Pan’ e vino, e San Martino: Bread and Wine, and Saint Martin. You may hear this phrase in Sicily (especially in Palermo)in reference to Feast Day of San Martino. He happens to be the patron saint of wine and wine making! On November 11th, you enjoy biscotti di San Martino by dipping them in Moscato (an Italian sweet wine) or any new wine (I love my in-laws homemade wine!).
The story goes that San Martino became a monk after his work finished of a Roman soldier. San Martino was traveling on a cold, rainy day in November on horseback and encountered a half-naked beggar. San Martino cut his cloak in half and gave one half to the cold man.
As he continued on his journey, the sun came out and the temperature became warmer.
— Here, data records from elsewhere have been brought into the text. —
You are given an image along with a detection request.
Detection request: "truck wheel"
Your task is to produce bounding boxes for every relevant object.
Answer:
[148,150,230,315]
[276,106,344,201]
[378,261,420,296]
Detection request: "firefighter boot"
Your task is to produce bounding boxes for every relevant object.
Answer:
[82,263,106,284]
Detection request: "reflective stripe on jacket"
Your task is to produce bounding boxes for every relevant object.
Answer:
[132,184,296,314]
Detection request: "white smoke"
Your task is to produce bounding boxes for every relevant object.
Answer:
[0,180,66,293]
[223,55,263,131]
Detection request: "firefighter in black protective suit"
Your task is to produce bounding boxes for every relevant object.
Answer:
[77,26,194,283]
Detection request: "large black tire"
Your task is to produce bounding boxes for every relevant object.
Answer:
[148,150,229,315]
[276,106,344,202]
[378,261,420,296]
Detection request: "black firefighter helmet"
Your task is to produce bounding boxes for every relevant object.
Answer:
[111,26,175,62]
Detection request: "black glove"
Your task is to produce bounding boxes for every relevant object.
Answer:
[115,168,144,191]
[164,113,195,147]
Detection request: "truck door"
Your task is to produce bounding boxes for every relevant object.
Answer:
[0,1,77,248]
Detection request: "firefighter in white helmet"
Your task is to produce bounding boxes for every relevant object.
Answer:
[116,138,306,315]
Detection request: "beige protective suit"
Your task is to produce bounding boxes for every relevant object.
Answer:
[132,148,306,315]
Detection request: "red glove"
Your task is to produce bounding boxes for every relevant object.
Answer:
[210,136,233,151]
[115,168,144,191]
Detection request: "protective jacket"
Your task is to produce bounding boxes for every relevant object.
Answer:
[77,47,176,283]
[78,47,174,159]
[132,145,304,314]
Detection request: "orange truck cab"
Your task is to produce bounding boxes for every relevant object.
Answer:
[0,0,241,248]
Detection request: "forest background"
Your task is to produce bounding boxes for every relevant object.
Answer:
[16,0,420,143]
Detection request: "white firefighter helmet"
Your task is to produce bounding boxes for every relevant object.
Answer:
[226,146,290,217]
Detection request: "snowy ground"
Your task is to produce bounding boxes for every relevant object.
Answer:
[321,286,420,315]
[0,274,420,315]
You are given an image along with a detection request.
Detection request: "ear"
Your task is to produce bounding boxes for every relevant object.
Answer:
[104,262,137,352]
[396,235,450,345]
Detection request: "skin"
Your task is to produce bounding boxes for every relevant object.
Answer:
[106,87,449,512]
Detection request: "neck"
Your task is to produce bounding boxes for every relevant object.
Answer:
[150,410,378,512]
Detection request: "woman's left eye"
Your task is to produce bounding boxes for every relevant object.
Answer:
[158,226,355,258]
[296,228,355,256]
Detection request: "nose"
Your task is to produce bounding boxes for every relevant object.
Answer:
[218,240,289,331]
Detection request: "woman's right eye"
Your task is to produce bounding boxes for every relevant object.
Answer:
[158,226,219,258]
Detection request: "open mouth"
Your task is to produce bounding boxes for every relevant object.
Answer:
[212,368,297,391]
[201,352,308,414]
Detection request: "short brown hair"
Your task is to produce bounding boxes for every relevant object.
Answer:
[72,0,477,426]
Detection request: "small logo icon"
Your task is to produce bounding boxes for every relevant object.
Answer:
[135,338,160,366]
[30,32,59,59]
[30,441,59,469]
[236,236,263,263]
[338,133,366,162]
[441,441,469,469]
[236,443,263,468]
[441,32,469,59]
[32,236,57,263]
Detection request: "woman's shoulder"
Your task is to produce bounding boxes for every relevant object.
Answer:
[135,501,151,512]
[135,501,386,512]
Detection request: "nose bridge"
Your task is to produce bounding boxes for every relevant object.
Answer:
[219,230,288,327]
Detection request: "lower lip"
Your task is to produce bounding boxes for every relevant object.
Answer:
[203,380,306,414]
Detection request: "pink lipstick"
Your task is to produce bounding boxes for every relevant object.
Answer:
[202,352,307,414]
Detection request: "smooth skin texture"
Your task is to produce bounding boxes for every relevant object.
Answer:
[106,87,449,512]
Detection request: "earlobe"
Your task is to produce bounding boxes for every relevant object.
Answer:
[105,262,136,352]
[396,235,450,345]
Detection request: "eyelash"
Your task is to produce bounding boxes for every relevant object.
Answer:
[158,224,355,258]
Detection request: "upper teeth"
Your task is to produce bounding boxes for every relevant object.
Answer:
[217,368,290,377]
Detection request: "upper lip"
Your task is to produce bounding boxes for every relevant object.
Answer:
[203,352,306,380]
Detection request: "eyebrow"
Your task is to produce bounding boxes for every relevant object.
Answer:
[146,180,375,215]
This is where the “Estate di San Martino” (The Summer of San Martino)comes from.
San Martino and the so-called “summer of San Martino” in Palermo are celebrated with cakes and wine. It is actually celebrated in different parts of Italy with sagras (small food festivals) that are all about the chestnuts of autumn and the new wines. Not too many Italians probably know the history of the saint, but they will enjoy a reason to celebrate with delicious food and great wine on November 11th.
Italian Proverbs for San Martino
- Per San Martino castagne e buon vino [For St. Martin’s chestnuts and good wine.]
- Da San Martino l’inverno è in cammino [From St. Martin’s winter is on the way.]
- Per San Martino nespole e vino [For St. Martin’s comquats and wine.]
- A San Martino si lascia l’acqua e si beve il vino [At St. Martin’s you leave water and drink wine.]
Biscotti di San Martino-St. Martin's Cookies
- 4 cups of flour
- dash of salt
- 1 packet yeast
- 1/2 cup warm water
- 10 Tablespoons shortening
- 1/2 cup sugar
- 1 Tablespoon fennel or anise seeds
- 1 teaspoon cinnamon
- Let the yeast dissolve in the water with about a teaspoon of sugar. It's ready when it bubbles up.
- Add the flour, shortening, sugar and nice seeds to the drum of a food processor. Pulse together a few times.
- Add in the water with the yeast and pulse until it combines. Add a little more water (about a teaspoon at a time)if it's not reaching a workable consistency. You don't want the dough to be too wet.
- Dump the dough onto the counter (if it's a little too wet, add a bit of flour until you achieve a workable consistency).
- Knead the dough together until it's smooth. Place in upside down in an oiled boil. Swish it around right side up. Cover and let it rise for 45 minutes. While dough is resting, heat the oven to 400F.
- Prepare two cookie sheets by lining them with parchment paper.
- Cut the dough into 18 pieces (each piece should weigh 50 grams). Cover the cut pieces with a tea towel. Start working one piece at a time. Roll a piece into a strip about 8 inches long and shape into a snail shape. Place on cookie sheet. Repeat process with the rest of the dough pieces.
- Bake for about 10-15 minutes, or until a nice golden brown.